Helicopter crash kills 3, puts transplant on hold | ajc.com
MIAMI — A helicopter that was on its way to retrieve a heart for transplant crashed in northern Florida, killing all three on board and leaving the transplant patient having to wait for another organ to become available.
A Clay County Sheriff’s deputy walks by smoldering brush on his way to wreckage from a helicopter crash in an area west of Green Cove Springs, Fla. Monday afternoon, Dec. 26, 2011. The helicopter was enroute to Gainesville from Mayo Clinic in Jacksonville to receive a heart for a transplant when it crashed. The three people who were in the helicopter died at the scene. (AP Photo/The Florida Times-Union, Kelly Jordan)
Clay County Sheriff’s officials create a staging area about 150 yards from wreckage from a helicopter crash in an area west of Green Cove Springs, Fla. Monday afternoon, Dec. 26, 2011. The helicopter was enroute to Gainesville from Mayo Clinic in Jacksonville to receive a heart for a transplant when it crashed. The three people who were in the helicopter died at the scene. (AP Photo/The Florida Times-Union, Kelly Jordan)
A Clay County fire official drives through smoldering brush on his way to wreckage from a helicopter crash in an area west of Green Cove Springs, Fla. Monday afternoon, Dec. 26, 2011. The helicopter was enroute to Gainesville from Mayo Clinic in Jacksonville to receive a heart for a transplant when it crashed. The three people who were in the helicopter died at the scene. (AP Photo/The Florida Times-Union, Kelly Jordan)
The helicopter departed from a Mayo Clinic in Jacksonville on Monday around 5:45 a.m. carrying a surgeon and a technician along with the pilot. But the helicopter never arrived at the Gainesville hospital, Shands at University of Florida, about 60 miles to the southwest, said Kathy Barbour, a spokeswoman for Mayo, which is based in Rochester, Minn.

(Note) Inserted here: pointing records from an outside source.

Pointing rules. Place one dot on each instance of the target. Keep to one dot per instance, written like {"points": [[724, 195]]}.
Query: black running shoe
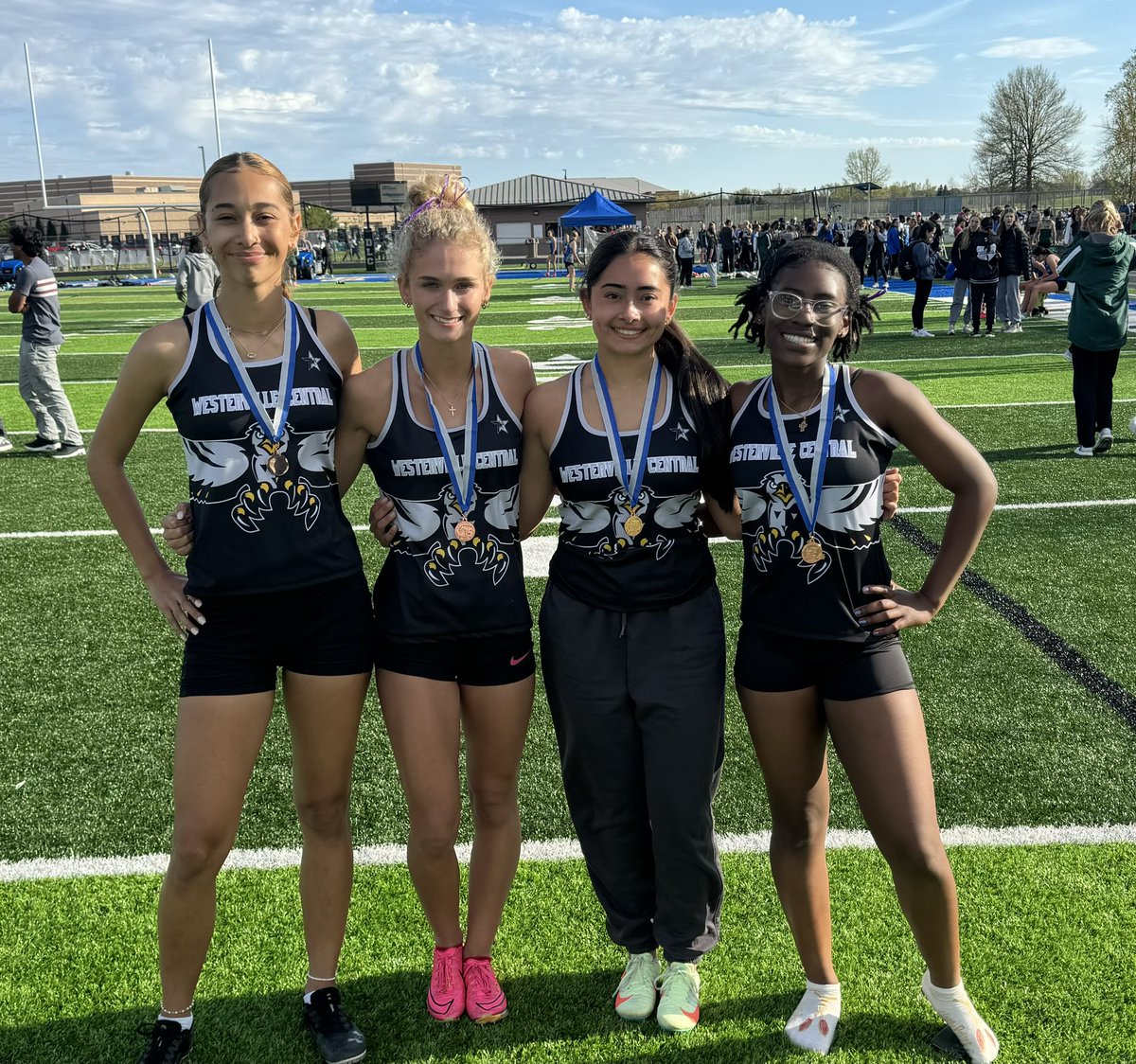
{"points": [[338, 1039], [169, 1042]]}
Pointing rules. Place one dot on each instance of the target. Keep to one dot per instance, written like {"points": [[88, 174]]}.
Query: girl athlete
{"points": [[631, 641], [818, 649], [254, 385], [438, 425], [1044, 280]]}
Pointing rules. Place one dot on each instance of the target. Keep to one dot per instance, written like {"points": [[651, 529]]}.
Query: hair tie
{"points": [[437, 200]]}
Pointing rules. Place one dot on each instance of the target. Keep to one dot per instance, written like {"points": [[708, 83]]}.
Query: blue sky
{"points": [[688, 96]]}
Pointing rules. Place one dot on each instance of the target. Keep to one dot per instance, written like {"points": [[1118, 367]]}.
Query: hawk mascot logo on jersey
{"points": [[846, 522], [427, 533], [601, 527], [221, 472]]}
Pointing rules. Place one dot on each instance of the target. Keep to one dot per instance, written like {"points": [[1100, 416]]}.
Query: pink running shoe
{"points": [[447, 999], [484, 997]]}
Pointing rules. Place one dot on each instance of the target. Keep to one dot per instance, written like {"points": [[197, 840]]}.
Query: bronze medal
{"points": [[812, 552]]}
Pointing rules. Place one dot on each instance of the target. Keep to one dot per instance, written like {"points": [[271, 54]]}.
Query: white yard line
{"points": [[552, 849]]}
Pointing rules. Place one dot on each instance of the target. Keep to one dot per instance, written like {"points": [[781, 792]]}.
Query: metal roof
{"points": [[633, 186], [535, 189]]}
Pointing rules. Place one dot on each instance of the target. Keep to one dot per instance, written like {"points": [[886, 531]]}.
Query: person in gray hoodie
{"points": [[1097, 267], [197, 276]]}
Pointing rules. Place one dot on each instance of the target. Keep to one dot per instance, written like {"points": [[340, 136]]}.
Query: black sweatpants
{"points": [[637, 700], [1092, 391], [983, 293], [923, 293]]}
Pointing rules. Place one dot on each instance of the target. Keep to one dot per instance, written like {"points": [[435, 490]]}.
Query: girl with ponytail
{"points": [[631, 641]]}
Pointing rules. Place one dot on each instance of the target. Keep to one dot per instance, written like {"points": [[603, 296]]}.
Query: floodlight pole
{"points": [[213, 83], [149, 239], [35, 123]]}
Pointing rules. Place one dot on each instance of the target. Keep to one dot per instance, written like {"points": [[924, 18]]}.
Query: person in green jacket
{"points": [[1097, 266]]}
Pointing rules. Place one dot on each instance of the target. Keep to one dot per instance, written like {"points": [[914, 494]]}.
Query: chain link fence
{"points": [[738, 206]]}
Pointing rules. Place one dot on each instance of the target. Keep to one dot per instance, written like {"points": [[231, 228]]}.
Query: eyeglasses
{"points": [[785, 305]]}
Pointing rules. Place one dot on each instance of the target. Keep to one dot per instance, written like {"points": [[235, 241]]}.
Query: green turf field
{"points": [[88, 683]]}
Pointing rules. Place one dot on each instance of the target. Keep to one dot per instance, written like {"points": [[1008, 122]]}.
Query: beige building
{"points": [[336, 193], [523, 209], [106, 206]]}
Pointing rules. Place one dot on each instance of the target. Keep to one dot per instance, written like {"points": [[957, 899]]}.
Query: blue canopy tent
{"points": [[595, 210]]}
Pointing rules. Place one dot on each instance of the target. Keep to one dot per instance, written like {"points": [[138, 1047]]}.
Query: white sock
{"points": [[186, 1022], [813, 1022], [954, 1007]]}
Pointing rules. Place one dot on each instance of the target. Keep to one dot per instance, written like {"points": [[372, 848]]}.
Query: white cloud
{"points": [[684, 98], [1038, 49]]}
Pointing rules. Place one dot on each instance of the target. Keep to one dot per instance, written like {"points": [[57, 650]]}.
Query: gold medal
{"points": [[812, 552]]}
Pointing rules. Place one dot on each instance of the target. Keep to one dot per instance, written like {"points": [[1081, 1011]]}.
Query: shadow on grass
{"points": [[555, 1018]]}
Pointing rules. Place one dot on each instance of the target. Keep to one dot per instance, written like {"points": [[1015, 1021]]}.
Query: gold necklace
{"points": [[804, 417], [265, 336], [450, 405]]}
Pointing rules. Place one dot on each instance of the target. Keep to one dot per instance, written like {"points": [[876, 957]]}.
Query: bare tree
{"points": [[1028, 132], [863, 165], [1118, 163], [986, 172]]}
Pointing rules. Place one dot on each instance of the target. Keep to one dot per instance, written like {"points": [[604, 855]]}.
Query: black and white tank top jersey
{"points": [[781, 592], [597, 561], [432, 584], [255, 530]]}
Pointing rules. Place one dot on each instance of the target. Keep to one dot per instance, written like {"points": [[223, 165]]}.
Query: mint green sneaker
{"points": [[679, 1001], [635, 996]]}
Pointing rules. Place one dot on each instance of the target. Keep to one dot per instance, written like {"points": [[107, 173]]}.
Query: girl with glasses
{"points": [[818, 652]]}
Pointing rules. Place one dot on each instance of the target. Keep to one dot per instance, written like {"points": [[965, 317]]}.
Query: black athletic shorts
{"points": [[841, 671], [327, 630], [480, 661]]}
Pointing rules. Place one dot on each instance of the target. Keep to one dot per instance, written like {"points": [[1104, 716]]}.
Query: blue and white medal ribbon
{"points": [[272, 427], [808, 506], [461, 481], [630, 475]]}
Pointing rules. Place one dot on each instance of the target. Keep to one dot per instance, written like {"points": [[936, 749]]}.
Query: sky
{"points": [[699, 95]]}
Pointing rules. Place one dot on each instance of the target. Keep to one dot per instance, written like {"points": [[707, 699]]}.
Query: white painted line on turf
{"points": [[538, 550], [555, 849]]}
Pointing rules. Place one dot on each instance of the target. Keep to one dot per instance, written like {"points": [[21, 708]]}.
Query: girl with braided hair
{"points": [[818, 652]]}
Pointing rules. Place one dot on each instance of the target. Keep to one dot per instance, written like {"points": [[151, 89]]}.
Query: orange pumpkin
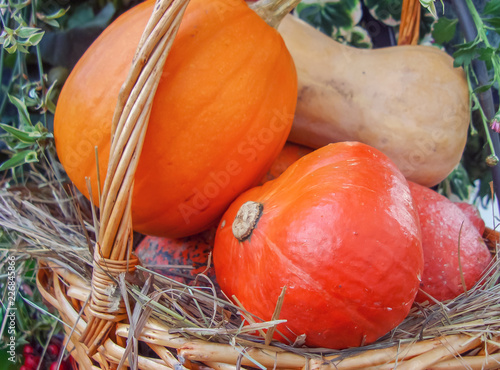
{"points": [[454, 250], [290, 153], [183, 258], [340, 230], [221, 113]]}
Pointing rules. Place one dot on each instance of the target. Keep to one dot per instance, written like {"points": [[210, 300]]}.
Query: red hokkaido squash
{"points": [[221, 113], [452, 243], [166, 255], [339, 229]]}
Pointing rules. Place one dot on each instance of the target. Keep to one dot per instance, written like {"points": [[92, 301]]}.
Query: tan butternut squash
{"points": [[407, 101]]}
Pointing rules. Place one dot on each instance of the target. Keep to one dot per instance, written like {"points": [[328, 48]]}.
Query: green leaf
{"points": [[484, 88], [385, 11], [57, 14], [18, 159], [24, 116], [492, 7], [26, 32], [487, 53], [444, 30], [331, 17], [429, 5], [493, 22]]}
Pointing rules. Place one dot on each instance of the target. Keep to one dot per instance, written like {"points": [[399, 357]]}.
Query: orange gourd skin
{"points": [[221, 113], [442, 221], [339, 229]]}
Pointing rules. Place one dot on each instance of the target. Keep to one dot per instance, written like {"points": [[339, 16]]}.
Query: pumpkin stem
{"points": [[246, 219], [273, 11]]}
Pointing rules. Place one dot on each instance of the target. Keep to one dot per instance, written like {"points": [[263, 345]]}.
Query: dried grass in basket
{"points": [[125, 315]]}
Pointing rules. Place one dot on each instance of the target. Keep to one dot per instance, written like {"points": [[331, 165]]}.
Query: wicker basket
{"points": [[124, 317]]}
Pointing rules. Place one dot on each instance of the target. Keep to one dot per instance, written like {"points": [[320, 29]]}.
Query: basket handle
{"points": [[113, 253], [409, 28]]}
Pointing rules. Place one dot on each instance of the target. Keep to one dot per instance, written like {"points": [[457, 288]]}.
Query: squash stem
{"points": [[273, 11]]}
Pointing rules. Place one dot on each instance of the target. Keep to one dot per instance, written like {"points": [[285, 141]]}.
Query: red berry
{"points": [[28, 349], [53, 350], [31, 361]]}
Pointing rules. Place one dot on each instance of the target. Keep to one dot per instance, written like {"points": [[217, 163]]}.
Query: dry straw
{"points": [[118, 314]]}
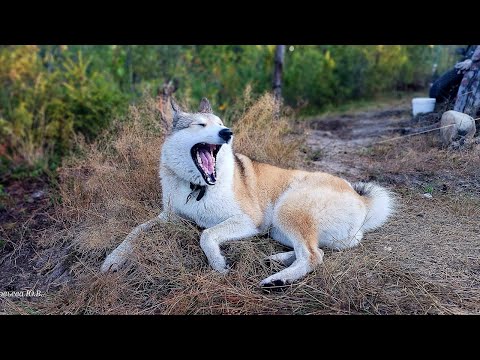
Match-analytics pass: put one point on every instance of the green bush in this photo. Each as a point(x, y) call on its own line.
point(46, 98)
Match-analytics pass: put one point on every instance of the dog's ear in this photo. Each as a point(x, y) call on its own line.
point(175, 107)
point(205, 106)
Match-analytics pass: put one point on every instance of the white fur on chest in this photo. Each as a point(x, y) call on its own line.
point(217, 205)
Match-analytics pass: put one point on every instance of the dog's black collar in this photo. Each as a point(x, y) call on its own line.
point(201, 191)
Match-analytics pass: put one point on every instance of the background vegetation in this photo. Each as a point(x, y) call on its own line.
point(50, 95)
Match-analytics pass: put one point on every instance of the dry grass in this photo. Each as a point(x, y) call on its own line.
point(113, 186)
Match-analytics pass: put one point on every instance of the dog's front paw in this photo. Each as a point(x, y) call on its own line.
point(113, 263)
point(272, 283)
point(220, 265)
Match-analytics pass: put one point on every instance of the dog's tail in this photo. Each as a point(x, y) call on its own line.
point(380, 203)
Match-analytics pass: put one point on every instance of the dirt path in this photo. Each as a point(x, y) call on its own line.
point(432, 240)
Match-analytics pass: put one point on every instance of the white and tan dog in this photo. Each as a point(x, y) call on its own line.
point(234, 197)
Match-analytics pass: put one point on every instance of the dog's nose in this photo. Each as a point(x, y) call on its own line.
point(225, 134)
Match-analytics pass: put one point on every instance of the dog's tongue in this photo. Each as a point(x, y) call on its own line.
point(207, 160)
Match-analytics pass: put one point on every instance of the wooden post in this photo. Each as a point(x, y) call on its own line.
point(277, 77)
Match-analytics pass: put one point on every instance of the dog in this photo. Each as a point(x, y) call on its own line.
point(234, 197)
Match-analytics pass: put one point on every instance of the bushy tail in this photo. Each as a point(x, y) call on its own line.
point(380, 203)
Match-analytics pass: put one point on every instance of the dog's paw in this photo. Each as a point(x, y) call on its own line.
point(112, 263)
point(222, 268)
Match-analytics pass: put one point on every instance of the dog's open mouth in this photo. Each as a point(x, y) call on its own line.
point(205, 158)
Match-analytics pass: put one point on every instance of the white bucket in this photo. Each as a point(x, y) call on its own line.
point(423, 105)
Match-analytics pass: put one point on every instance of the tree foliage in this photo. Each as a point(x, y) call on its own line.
point(50, 93)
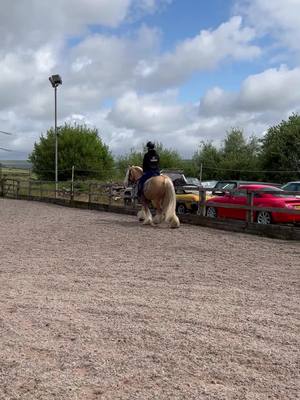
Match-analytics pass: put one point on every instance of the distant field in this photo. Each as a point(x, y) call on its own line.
point(23, 164)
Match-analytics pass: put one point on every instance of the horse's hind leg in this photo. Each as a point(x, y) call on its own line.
point(148, 216)
point(159, 217)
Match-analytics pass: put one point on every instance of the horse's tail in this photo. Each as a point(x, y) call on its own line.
point(169, 204)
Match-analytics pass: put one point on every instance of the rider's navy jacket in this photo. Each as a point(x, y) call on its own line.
point(151, 161)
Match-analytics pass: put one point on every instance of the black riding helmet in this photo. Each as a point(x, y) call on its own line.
point(150, 145)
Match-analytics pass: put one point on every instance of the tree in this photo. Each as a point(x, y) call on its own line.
point(209, 157)
point(239, 156)
point(280, 150)
point(77, 145)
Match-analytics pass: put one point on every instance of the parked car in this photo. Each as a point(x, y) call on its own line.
point(186, 200)
point(291, 186)
point(193, 181)
point(209, 184)
point(261, 199)
point(223, 185)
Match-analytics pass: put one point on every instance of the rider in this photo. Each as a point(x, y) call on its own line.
point(150, 166)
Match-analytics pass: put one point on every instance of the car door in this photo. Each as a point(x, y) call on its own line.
point(238, 198)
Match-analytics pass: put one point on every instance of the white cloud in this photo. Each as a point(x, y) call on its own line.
point(273, 90)
point(279, 18)
point(203, 52)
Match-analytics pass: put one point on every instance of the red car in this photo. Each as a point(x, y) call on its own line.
point(239, 197)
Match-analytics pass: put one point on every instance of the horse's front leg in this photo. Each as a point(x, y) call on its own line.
point(145, 213)
point(158, 215)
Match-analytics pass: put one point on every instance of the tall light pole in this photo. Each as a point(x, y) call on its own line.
point(55, 82)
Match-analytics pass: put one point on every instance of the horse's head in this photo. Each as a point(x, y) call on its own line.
point(132, 175)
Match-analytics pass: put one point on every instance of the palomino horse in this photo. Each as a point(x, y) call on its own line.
point(158, 190)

Killed were heart surgeon Dr. Luis Bonilla, procurement technician David Hines and the pilot, whose name wasn’t released.
The heart they were going to pick up could not be used in another transplant because its viability expired, and the patient who had been scheduled to receive it is waiting for a new organ, Mayo Clinic spokesman Layne Smith said.
The helicopter went down about 12 miles northeast of Palatka, Federal Aviation Administration spokeswoman Kathleen Bergen said. The town is about 40 miles east of Gainesville and about 45 miles south of Jacksonville.